You are given a table of scores, and you need to assign a rank to each score. The ranking should follow standard rules where identical scores receive the same rank, and the next rank is skipped. This is a common task in data analysis and leaderboard systems where you need to order participants based on their performance.

Problem Description

Given a table named Scores with a single column score representing individual scores, you need to produce a result table that displays each score along with its corresponding rank.

The ranking rules are as follows:

  1. Scores should be ranked in descending order (highest score gets rank 1).
  2. If two or more players have the same score, they should receive the same rank.
  3. The rank assigned should be the dense rank. This means that if multiple scores share a rank, the next rank assigned should be the immediately following integer. For example, if scores of 100, 100, and 90 are present, the ranks would be 1, 1, and 2, respectively (not 1, 1, and 3).

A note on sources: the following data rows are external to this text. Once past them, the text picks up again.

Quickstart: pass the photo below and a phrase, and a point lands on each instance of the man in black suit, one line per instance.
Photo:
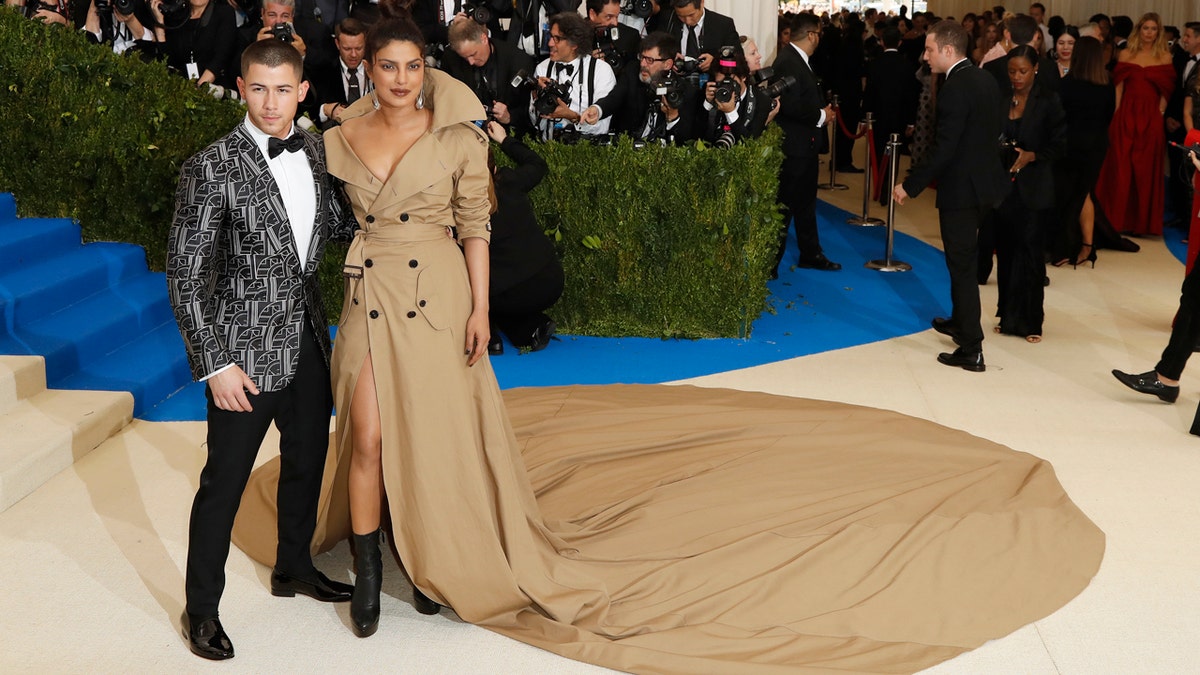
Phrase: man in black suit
(892, 91)
(970, 180)
(701, 33)
(345, 81)
(252, 215)
(803, 113)
(489, 67)
(616, 42)
(1020, 30)
(635, 103)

The output should be a table with two columns: score and rank.

Examples

Example 1:

Input Table: Scores
| score |
|-------|
| 3.50  |
| 3.50  |
| 3.65  |
| 4.00  |
| 3.85  |
| 3.85  |

Output Table:
| score | rank |
|-------|------|
| 4.00  | 1    |
| 3.85  | 2    |
| 3.85  | 2    |
| 3.65  | 3    |
| 3.50  | 4    |
| 3.50  | 4    |

Explanation:
- 4.00 is the highest score, so it gets rank 1.
- 3.85 is the next highest unique score, so it gets rank 2. Both occurrences of 3.85 get rank 2.
- 3.65 is the next highest unique score, so it gets rank 3.
- 3.50 is the next highest unique score, so it gets rank 4. Both occurrences of 3.50 get rank 4.

Example 2:

Input Table: Scores
| score |
|-------|
| 50    |
| 75    |
| 100   |

Output Table:
| score | rank |
|-------|------|
| 100   | 1    |
| 75    | 2    |
| 50    | 3    |

Explanation:
All scores are unique and in descending order, so they receive consecutive ranks starting from 1.

Example 3:

Input Table: Scores
| score |
|-------|
| 100   |
| 100   |
| 100   |

Output Table:
| score | rank |
|-------|------|
| 100   | 1    |
| 100   | 1    |
| 100   | 1    |

Explanation:
All scores are identical, so they all receive the same rank (1).

Constraints

  • The Scores table will contain at least one row.
  • The score column will contain numerical values.
  • Scores can be integers or floating-point numbers.
  • The maximum number of rows in the Scores table is $10^5$.
  • The values in the score column will be between 0.00 and 100.00, inclusive.

Notes

  • You will need to consider how to handle duplicate scores correctly.
  • Think about the order in which scores should be processed.
  • This problem is a good exercise in using window functions or analytical functions in SQL, or equivalent concepts in other programming languages.